Thresher, you should submit some pics to an outdoor magazine or something. These are great.


----------



## Guest (Jan 17, 2008)

WOW! :shock: 

Thanks for sharing those. I REALLY need to do a trip to the Wind Rivers. That mountain range has got to be some of the highest quality wilderness in the country outside of Alaska.


----------



## Packfish (Oct 30, 2007)

That is a wonderful area. So much to do


----------



## .45 (Sep 21, 2007)

Thanks for posting 'em again Thresh !!!   

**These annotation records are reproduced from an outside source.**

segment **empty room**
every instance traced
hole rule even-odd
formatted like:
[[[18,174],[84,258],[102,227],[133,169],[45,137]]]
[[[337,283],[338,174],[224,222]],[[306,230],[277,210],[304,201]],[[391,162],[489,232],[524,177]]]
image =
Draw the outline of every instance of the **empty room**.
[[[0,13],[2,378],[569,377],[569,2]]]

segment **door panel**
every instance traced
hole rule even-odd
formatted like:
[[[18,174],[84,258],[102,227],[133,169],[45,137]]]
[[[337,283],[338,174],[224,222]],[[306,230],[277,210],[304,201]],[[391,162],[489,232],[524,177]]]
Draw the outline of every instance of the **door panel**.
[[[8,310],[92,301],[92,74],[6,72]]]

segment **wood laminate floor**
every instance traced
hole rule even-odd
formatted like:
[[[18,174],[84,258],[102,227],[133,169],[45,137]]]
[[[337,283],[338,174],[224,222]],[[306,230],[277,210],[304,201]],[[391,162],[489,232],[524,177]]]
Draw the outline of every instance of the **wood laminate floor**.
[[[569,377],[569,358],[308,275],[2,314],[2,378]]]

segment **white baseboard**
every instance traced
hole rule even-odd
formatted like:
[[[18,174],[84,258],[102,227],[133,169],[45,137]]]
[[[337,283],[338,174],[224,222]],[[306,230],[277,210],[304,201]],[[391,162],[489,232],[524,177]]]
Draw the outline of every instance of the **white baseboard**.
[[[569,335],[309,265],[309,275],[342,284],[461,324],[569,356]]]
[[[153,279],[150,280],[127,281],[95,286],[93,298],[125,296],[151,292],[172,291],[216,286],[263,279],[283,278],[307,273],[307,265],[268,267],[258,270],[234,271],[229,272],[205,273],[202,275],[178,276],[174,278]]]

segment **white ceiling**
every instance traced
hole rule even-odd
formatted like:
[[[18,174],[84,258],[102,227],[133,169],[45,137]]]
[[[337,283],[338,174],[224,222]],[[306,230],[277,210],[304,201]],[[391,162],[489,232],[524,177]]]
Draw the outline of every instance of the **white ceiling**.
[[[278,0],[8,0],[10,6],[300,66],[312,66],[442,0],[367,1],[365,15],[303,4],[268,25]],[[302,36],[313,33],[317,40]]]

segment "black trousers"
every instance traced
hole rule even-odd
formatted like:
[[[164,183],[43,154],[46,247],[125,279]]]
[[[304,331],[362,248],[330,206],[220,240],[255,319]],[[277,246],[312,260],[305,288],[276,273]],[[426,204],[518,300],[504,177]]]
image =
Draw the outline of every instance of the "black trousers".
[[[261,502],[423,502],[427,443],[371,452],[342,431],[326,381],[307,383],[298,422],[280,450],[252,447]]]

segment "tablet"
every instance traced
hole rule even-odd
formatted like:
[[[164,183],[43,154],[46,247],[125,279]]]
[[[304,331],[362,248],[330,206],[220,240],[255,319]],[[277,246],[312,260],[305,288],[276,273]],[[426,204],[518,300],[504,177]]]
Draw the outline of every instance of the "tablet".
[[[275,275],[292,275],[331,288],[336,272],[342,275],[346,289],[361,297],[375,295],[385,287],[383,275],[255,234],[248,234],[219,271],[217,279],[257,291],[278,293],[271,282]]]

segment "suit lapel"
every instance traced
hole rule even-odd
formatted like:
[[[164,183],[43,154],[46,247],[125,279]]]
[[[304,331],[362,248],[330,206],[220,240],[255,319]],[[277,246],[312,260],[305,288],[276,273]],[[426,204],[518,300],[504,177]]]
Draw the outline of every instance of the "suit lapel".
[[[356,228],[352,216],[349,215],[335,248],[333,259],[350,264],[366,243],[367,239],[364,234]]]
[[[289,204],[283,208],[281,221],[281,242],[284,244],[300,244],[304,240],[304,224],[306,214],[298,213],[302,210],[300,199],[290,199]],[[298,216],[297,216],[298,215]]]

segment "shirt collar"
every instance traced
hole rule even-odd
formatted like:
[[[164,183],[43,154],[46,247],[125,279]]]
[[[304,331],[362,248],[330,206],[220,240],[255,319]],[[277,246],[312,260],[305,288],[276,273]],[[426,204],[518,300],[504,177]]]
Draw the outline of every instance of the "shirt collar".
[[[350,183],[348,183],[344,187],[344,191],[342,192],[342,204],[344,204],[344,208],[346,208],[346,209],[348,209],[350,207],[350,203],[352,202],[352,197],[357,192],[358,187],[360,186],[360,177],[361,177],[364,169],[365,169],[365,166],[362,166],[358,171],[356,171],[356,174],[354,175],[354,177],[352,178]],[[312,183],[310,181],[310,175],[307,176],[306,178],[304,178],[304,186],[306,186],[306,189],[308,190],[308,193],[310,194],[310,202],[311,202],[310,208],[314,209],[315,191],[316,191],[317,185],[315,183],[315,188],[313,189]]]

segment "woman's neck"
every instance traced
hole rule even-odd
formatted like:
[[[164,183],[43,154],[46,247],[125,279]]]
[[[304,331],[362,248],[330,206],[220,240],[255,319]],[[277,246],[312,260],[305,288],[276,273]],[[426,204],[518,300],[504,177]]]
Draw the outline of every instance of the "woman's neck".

I remember seeing the first post. Good to see them !


----------



## LOAH (Sep 29, 2007)

Now you should post your Boulder Mtn Pics from last year. Those were also spectacular.

I remember when you posted that report someone said you should do calendars. I'd agree.


----------



## RnF (Sep 25, 2007)

Oh man, thanks for posting those pics. I have been thinking a lot about my future trip up there this coming summer. There is nothing like the winds. And I have to echo the other comments about your phots, wow. You do extremly nice work. You actually were able to capture the beauty of that place and do it justice. Thanks for sharing!

Nice fish too, there are some big fish in there.


----------



## Riverrat77 (Sep 7, 2007)

I'd like to see more pictures of the Boulders.... thats a place I've dreamed about going but haven't ever been. Friends keep telling me its a must if I ever put together a week for vacation....


----------



## threshershark (Sep 7, 2007)

Thanks for the compliments everyone! FishyG, your avatar receives the official Thresher seal of approval! Nice. I threw a few Boulder photos into a post -- can't wait for Spring!


----------



## .45 (Sep 21, 2007)

threshershark said:


> Thanks for the compliments everyone! FishyG, your avatar receives the official Thresher seal of approval! Nice. I threw a few Boulder photos into a post -- *can't wait for Spring*!


Ditto on the Spring comment !! Good of you to re-post some 'Summertime' pic's !!


----------



## InvaderZim (Sep 7, 2007)

Thresher shark, 

These are great! Very good eye!

CJ 

8)


----------